Defenders of Britain's political system point out that it is less corrupt than many others. No doubt. But that does not mean our MPs have a right to expect any less censure from the public when they are caught with their hands in the till.
From the salary of Derek Conway's son, to Jacqui Smith's home entertainment, the more we learn of how MPs have been exploiting the House of Commons expenses system, the more it looks to the public like a form of corruption. And the stronger the case for reform.
The Committee on Standards in Public Life yesterday confirmed that it will report on Commons expenses before the end of the year. But there is no good reason why this investigation should take so long. The bulk of the abuses that have come to light centres on the so-called "Additional Costs Allowance", which was introduced to fund a base in London for MPs with constituencies outside the capital.
Any reasonable person will recognise that those MPs who need to shuttle between a distant constituency and Westminster on a regular basis need some public financial support, just as those who work in the private sector are entitled to claim expenses if required to travel as part of their job.
The trouble is that MPs have created a system for themselves which is far more generous than those that exist in the private sector. Under the rules MPs can use their allowances to pay the mortgage on a second home in the capital or their constituency. When they leave Parliament they do not hand over the keys of this property to the Commons. It becomes their personal asset. They are also permitted to furnish and maintain such homes at taxpayers' expense.
One obvious solution is to strip the system down and require MPs to claim for daily expenses incurred in staying away from their main home. This is, after all, what those who travel frequently in the business world must do.
But though the solutions seem relatively straightforward, the politics are anything but. MPs have been fighting desperately for years against their expenses being made public. And even now, with the full weight of public opinion behind transparency, they are trying to edit their expense receipts to their own advantage. It is hard to see the impetus for the necessary reform of the system coming from within the Commons.
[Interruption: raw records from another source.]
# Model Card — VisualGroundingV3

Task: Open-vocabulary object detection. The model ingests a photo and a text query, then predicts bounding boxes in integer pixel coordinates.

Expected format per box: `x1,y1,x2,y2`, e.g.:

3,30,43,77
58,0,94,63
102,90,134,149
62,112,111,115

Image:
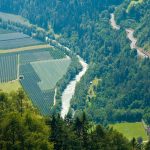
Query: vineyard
0,54,18,83
0,29,71,115
0,32,43,50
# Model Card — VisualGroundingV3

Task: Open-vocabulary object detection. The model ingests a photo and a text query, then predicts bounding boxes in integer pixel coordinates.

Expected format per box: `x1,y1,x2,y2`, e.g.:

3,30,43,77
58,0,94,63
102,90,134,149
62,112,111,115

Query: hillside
0,0,150,150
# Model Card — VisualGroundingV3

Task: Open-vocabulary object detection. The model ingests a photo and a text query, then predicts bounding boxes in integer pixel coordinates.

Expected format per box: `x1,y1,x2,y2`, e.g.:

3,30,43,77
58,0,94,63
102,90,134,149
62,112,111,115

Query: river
61,56,88,119
46,37,88,119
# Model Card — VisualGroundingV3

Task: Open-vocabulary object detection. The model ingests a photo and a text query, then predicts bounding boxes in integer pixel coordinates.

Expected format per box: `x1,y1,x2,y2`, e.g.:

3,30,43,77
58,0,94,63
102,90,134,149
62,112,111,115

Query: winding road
110,13,150,58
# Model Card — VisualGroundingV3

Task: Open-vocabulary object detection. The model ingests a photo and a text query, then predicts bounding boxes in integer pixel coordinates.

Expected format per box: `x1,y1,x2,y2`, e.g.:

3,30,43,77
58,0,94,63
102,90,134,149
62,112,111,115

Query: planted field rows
0,12,31,26
0,44,53,54
31,59,70,90
20,57,70,115
0,30,71,115
0,54,18,83
0,32,43,50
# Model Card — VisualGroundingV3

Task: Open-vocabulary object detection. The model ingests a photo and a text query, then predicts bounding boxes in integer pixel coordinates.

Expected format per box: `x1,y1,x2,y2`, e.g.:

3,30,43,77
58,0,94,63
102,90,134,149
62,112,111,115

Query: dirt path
110,13,150,58
110,14,120,30
126,29,150,58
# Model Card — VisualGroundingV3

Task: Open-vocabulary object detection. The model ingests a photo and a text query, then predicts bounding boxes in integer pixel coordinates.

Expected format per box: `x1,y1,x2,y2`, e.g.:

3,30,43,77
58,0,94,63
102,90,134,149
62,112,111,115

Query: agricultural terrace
0,32,44,50
0,29,71,115
0,54,18,83
0,80,21,93
110,122,148,141
0,12,31,26
20,58,71,115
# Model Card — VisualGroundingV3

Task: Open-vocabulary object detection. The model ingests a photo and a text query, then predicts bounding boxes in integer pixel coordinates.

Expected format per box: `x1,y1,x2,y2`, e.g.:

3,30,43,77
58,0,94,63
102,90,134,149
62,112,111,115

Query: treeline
115,0,150,51
1,0,150,125
0,90,53,150
0,90,150,150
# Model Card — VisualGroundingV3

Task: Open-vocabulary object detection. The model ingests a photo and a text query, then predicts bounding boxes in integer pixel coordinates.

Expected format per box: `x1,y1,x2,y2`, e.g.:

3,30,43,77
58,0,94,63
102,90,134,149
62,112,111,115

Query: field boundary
0,44,53,54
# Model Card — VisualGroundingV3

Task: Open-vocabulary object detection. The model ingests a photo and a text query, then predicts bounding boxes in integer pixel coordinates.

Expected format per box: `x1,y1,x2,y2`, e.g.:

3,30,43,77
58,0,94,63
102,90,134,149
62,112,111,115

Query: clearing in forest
110,122,148,141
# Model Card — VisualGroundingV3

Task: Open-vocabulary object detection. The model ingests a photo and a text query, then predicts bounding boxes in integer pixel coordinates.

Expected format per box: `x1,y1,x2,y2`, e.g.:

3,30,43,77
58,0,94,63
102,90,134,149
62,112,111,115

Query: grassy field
0,80,21,93
110,122,148,141
0,44,52,54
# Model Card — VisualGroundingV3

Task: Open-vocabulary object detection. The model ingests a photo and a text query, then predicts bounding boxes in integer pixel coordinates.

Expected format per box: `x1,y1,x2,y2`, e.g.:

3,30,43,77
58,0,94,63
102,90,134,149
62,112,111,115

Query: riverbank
61,56,88,119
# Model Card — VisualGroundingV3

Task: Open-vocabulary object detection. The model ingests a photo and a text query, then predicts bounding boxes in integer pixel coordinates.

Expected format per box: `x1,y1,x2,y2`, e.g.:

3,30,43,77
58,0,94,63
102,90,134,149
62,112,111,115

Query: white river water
61,56,88,119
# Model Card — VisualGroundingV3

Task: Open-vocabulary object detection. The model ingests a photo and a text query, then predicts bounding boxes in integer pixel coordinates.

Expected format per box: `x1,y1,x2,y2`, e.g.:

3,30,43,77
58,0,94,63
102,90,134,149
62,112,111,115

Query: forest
0,0,150,150
0,89,150,150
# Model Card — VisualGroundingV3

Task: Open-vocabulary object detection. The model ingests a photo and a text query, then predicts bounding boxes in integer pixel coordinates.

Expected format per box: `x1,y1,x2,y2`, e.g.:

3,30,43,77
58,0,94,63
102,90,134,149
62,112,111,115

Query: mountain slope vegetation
0,0,150,130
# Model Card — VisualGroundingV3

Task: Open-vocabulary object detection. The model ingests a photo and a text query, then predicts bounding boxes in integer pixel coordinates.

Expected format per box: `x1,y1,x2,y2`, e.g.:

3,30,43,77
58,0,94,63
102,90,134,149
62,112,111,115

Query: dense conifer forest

Yet there ought to be space for radical reform after the next general election when there is likely to be a caucus of new MPs who lack a direct interest in perpetuating the former system. All party leaders ought to commit themselves now to root-and-branch reform of the expenses system.
Clear principles should govern MPs allowances; principles that can be justified in the court of public opinion. If the past few months have taught us anything, it is that the present arrangements utterly fail that test.